Talking to some members of the committee at that time it was learnt that they, at a meeting on June 27, discussed the restoration of the original constitutional provision on technocrat ministers to shut the door for un-elected people to stay in the cabinet for an indefinite period.
“Apparently, there is a conflict with article 11 of the constitution. And the ultimate solution is to restore the original provision of the 1972 constitution,” Suranjit Sengupta told this correspondent on June 28 at his office.
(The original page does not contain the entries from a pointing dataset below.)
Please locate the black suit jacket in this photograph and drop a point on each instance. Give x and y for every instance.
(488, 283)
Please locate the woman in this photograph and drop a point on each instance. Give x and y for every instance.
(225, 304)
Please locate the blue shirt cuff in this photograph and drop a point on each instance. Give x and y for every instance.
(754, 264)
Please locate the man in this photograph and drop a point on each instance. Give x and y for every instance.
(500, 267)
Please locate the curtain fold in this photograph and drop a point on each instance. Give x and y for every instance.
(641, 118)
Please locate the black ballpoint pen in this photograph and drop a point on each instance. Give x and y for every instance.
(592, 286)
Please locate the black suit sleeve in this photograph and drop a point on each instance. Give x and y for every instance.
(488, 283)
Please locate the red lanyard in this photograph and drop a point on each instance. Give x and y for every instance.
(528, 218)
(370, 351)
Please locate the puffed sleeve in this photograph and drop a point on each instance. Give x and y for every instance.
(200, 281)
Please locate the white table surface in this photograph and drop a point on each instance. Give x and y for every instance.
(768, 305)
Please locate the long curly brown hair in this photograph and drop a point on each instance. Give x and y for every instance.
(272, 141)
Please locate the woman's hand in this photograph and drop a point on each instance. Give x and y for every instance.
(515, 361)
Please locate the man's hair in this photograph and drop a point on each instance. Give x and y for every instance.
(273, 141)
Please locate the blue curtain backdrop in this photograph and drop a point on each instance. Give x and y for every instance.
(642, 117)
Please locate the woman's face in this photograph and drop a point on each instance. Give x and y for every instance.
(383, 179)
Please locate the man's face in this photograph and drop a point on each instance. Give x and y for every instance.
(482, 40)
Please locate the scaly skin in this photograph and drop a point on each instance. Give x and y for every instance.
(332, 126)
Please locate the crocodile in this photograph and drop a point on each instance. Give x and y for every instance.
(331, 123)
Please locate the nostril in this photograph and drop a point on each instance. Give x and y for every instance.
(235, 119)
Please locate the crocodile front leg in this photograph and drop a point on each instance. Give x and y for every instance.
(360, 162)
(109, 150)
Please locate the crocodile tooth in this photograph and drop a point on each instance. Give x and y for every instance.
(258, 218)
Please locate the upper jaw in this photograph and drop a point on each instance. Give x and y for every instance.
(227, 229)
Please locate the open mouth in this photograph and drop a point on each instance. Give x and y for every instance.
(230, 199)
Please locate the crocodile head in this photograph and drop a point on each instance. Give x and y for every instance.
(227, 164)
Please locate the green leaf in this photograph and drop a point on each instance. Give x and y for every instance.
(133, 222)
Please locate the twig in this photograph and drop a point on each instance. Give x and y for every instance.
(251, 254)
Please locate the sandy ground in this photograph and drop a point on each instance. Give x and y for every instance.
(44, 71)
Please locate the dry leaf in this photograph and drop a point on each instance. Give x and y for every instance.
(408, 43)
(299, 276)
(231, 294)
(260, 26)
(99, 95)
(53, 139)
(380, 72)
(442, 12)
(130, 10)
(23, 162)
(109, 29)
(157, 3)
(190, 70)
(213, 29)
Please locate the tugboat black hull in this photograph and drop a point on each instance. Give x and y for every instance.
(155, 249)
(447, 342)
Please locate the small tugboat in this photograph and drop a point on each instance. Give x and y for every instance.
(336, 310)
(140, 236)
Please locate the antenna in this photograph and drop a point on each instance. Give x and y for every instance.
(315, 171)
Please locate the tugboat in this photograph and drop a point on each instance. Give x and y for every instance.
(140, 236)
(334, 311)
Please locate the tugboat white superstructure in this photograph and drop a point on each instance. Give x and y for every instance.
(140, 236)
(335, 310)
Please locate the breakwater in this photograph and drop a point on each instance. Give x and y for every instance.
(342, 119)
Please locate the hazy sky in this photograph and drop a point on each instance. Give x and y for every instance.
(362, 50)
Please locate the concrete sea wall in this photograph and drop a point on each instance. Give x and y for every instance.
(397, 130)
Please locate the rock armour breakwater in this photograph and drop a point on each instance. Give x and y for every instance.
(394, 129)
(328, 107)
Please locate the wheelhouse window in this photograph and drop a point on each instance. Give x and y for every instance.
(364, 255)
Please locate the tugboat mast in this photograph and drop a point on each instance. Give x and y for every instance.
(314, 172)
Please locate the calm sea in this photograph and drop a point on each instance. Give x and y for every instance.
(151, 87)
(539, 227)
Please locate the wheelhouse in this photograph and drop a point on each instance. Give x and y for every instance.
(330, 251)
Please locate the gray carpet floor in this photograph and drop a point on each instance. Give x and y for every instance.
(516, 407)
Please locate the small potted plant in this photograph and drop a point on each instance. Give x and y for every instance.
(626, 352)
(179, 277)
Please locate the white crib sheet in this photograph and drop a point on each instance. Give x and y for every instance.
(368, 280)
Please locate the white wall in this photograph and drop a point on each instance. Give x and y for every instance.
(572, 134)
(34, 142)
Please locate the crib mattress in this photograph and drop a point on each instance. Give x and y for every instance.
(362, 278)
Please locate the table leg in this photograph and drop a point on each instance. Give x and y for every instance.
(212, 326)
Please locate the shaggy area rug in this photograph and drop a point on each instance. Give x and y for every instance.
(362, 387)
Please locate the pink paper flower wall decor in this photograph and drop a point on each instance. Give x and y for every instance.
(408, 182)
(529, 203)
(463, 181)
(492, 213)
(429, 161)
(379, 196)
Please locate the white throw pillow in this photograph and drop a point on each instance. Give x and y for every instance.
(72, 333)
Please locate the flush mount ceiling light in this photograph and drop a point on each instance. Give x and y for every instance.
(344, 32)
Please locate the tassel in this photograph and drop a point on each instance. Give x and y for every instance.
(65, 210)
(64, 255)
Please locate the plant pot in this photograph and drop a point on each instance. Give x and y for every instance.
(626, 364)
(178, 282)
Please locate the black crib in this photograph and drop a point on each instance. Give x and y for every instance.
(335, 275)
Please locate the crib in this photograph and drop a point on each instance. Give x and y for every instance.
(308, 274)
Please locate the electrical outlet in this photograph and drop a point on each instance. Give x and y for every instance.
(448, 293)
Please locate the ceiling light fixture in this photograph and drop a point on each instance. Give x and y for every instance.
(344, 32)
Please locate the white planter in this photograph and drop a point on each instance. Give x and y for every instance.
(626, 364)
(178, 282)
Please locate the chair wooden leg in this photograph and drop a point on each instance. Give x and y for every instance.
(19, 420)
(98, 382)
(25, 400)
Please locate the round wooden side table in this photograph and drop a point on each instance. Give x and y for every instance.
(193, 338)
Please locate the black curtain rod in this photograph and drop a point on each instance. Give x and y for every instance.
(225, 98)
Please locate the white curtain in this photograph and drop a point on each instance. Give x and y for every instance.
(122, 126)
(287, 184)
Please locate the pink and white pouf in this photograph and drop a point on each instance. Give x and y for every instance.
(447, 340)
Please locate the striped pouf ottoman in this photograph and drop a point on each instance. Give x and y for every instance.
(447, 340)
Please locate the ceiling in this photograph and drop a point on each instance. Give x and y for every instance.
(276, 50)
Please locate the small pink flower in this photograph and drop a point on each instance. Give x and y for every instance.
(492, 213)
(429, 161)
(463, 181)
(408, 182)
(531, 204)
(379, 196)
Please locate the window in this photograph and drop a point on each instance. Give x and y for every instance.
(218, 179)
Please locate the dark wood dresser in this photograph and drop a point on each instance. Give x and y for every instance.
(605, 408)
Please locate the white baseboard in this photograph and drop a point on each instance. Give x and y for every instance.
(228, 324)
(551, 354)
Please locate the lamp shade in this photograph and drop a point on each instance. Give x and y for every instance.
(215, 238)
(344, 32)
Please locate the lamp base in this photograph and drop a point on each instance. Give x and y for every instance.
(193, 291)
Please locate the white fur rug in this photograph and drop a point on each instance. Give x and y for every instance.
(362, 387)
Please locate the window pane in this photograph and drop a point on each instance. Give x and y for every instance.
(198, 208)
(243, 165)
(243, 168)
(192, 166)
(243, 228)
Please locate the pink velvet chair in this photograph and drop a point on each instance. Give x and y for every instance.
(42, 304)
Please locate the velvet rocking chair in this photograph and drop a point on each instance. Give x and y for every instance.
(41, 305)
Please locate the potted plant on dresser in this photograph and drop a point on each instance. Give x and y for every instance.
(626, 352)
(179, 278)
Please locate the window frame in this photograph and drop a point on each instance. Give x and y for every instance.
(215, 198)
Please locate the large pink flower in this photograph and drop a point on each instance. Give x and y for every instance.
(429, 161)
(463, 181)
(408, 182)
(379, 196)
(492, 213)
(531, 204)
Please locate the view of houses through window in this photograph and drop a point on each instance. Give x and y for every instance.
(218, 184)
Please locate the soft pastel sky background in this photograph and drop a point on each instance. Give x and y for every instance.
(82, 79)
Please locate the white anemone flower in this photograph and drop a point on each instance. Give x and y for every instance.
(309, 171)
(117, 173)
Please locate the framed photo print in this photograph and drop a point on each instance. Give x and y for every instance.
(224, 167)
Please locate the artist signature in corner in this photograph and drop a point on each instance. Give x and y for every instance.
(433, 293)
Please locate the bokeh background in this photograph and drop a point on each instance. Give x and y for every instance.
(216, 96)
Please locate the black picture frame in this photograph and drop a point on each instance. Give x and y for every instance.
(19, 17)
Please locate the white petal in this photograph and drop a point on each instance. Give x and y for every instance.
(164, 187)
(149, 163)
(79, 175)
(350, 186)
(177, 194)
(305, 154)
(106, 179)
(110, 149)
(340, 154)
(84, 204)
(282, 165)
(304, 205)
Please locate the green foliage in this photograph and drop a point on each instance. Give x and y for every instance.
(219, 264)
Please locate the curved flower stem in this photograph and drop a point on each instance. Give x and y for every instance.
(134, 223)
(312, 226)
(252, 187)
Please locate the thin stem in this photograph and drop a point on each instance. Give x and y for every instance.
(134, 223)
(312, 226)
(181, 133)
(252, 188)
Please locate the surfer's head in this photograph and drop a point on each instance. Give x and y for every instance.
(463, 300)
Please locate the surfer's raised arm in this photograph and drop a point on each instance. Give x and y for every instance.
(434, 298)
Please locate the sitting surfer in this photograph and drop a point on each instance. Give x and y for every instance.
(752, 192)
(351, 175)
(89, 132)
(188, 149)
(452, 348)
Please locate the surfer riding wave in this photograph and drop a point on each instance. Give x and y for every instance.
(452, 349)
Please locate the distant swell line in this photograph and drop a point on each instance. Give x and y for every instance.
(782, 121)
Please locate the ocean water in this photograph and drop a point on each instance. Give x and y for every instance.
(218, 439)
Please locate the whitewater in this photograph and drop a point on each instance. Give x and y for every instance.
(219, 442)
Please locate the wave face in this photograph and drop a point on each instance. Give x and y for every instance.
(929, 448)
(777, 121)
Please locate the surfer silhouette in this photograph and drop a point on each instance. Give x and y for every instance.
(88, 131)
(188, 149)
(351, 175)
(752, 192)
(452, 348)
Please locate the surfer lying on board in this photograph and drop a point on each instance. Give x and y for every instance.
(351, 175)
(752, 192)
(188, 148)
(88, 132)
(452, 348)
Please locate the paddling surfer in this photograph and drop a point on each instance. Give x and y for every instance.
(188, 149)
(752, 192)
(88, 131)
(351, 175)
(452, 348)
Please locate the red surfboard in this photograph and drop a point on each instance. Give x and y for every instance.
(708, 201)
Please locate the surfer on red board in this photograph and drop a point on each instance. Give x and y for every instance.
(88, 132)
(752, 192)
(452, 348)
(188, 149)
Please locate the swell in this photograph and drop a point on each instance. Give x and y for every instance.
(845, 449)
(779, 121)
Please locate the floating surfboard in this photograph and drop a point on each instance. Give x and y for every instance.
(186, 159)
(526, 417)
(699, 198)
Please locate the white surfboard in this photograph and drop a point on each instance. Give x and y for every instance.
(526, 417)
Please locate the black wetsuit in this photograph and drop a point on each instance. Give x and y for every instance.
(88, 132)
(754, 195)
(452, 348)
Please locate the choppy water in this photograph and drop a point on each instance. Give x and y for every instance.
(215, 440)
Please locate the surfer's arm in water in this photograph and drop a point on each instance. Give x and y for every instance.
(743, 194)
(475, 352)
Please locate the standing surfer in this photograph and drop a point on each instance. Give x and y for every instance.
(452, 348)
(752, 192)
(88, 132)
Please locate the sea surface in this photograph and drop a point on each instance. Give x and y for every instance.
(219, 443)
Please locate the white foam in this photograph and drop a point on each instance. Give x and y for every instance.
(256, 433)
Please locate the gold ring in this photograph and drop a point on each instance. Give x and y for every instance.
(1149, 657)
Before finalising its report, the committee consulted with PM Hasina and finally placed its report in parliament on June 29 recommending for passage of the bill without saying anything on the technocrat ministers.
And on June 30 the parliament passed the bill abolishing the CG system, keeping the window open for non-elected people to continue staying in the cabinet for an indefinite period as they did in past.
Not only that, the government in January 2009 amended its rules of business, empowering PM Hasina to appoint as her advisers and special assistants as many persons as she deemed necessary.
The amendments authorised the premier to determine the terms and conditions of the appointments as she deems expedient for public interest, and also allow her to let any of the advisers or special assistants attend meetings of the cabinet or any other government committee.
In an exercise of authority, Hasina has appointed to herself seven advisers with the ranks and status of full-fledged ministers and allocated portfolios for them.
Their presence at the cabinet meetings drew huge critcism on constitutional grounds as they did not take oath. The then AL general secretary Abdul Jalil on June 25 of 2009 in parliament termed their presence of advisers at the cabinet meetings "unconstitutional".
“The advisers can't sit at the cabinet meetings; lots of secrets are discussed there; ministers took oath of secrecy but they did not do so as per the constitution,” said Jalil.
However, criticism could not prevent the PM's advisers from attending the cabinet meetings as the premier wants them to do so.
Technocrat ministers and PM's advisers are holding their portfolios, mocking the AL-led government's strong stance against unelected people's rule. And we have the answer to the crucial question: did the government genuinely honour the spirit of the Supreme Court verdict that declared the CG illegal?
The writer is Senior Reporter, The Daily Star.